Congratulations on getting the financials here. Just a question on your balance sheet here. It ties in the presentation, you have $10 million as of the end of May. Obviously, you guys have just settled the class action lawsuit potential $8 million cash outflow there. What can you tell us about the dividends coming from the JV and why we didn't see on this quarter?

Dale E. Andres

And maybe I'll start and then Andre can comment further. We're really -- and it's very simple. We're waiting for financials to be completed in the Los Gatos joint venture before the partners agreed to move cash back to both partners on a pro rata basis now that we've cleared the initial priority dividend last year.
And I guess the only other comment I would make is we're looking at the most tax-efficient way to do that. Right now, just declaring dividends, there's a 5% withholding tax and we're looking at other options that potentially can save that 5%. And so that was the other reason we held back to the first part of the year. We do expect that to continue now back on a regular basis going forward. Andre, I'm not sure if you want to comment for it.

Pieter Andre van Niekerk

No, I think you covered it though.

Operator

There are no further questions at this time. Mr. Andres, I turn the call back over to you.

Dale E. Andres

Operator. And I guess just in closing, it's a tremendous accomplishment.

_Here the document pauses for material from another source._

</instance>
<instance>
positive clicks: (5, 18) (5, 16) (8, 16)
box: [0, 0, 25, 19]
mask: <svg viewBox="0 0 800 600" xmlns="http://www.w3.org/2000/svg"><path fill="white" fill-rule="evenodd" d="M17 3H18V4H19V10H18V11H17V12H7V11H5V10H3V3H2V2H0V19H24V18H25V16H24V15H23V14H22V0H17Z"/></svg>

I really do want to congratulate the finance team at Gatos Silver for getting this recent job done and mission accomplished. The team is now looking forward to the future, on our extension of the mine life and our great district. We look forward to updating the market and everyone on that as we progress.
And we should see second quarter production results and back on to a normal financial reporting schedule coming out of the second quarter. So I'm really, really pleased with that. Thank you all, and we'll talk to you next quarter. Thank you.

Operator

This concludes today's conference call. You may now disconnect.